In summary, this study demonstrates the overall noninferiority of once-daily dosing based on a priori criteria when detemir is used in basal-bolus therapy for type 1 diabetes. The data do, however, also suggest the existence of a subset of patients who will benefit from twice-daily dosing, as has also been demonstrated in studies of insulin glargine (15–17). Thus, in individual patients in whom a poor overall response is seen with high predinner blood glucose values, adding a second dose of detemir, as is the case for all other basal insulins, is worth considering. As a standard regimen, however, detemir should be given once daily in the basal-bolus therapy of patients with type 1 diabetes because, on average, this leads to similar A1C with reduced injection frequency.
This trial was sponsored by Novo Nordisk, who provided support to the departments of the investigative authors who participated in this study. No other potential conflicts of interest relevant to this article were reported.
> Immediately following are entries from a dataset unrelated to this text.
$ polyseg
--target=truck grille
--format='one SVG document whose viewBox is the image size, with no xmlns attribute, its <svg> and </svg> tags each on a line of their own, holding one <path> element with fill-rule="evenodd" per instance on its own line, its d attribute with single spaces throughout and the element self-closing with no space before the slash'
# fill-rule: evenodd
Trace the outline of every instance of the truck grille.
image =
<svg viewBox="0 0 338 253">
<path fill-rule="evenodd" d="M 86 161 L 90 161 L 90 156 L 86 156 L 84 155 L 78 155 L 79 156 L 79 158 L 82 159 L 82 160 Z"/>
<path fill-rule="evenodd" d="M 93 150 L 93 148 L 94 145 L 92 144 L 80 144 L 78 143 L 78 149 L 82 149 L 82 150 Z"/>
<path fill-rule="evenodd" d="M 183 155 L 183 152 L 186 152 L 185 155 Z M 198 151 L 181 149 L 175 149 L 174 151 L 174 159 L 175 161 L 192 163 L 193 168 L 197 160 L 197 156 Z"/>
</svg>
Interim data from this study have been reported previously in abstract form: Le Floch J-P, Eschwege E, Levy M, Mosnier-Pudar H, Mira R, Champigneulle A, Laroche S, Fontaine P, the ADAPT Study Group: Interim results of a French multi-center trial comparing insulin detemir once daily versus twice daily in people with type 1 diabetes. Diabet Med 23 (Suppl. 4):335A, 2006.
This article was prepared with assistance from Murray Edmunds and Catherine Jones from Watermeadow Medical, Witney, Oxfordshire, U.K.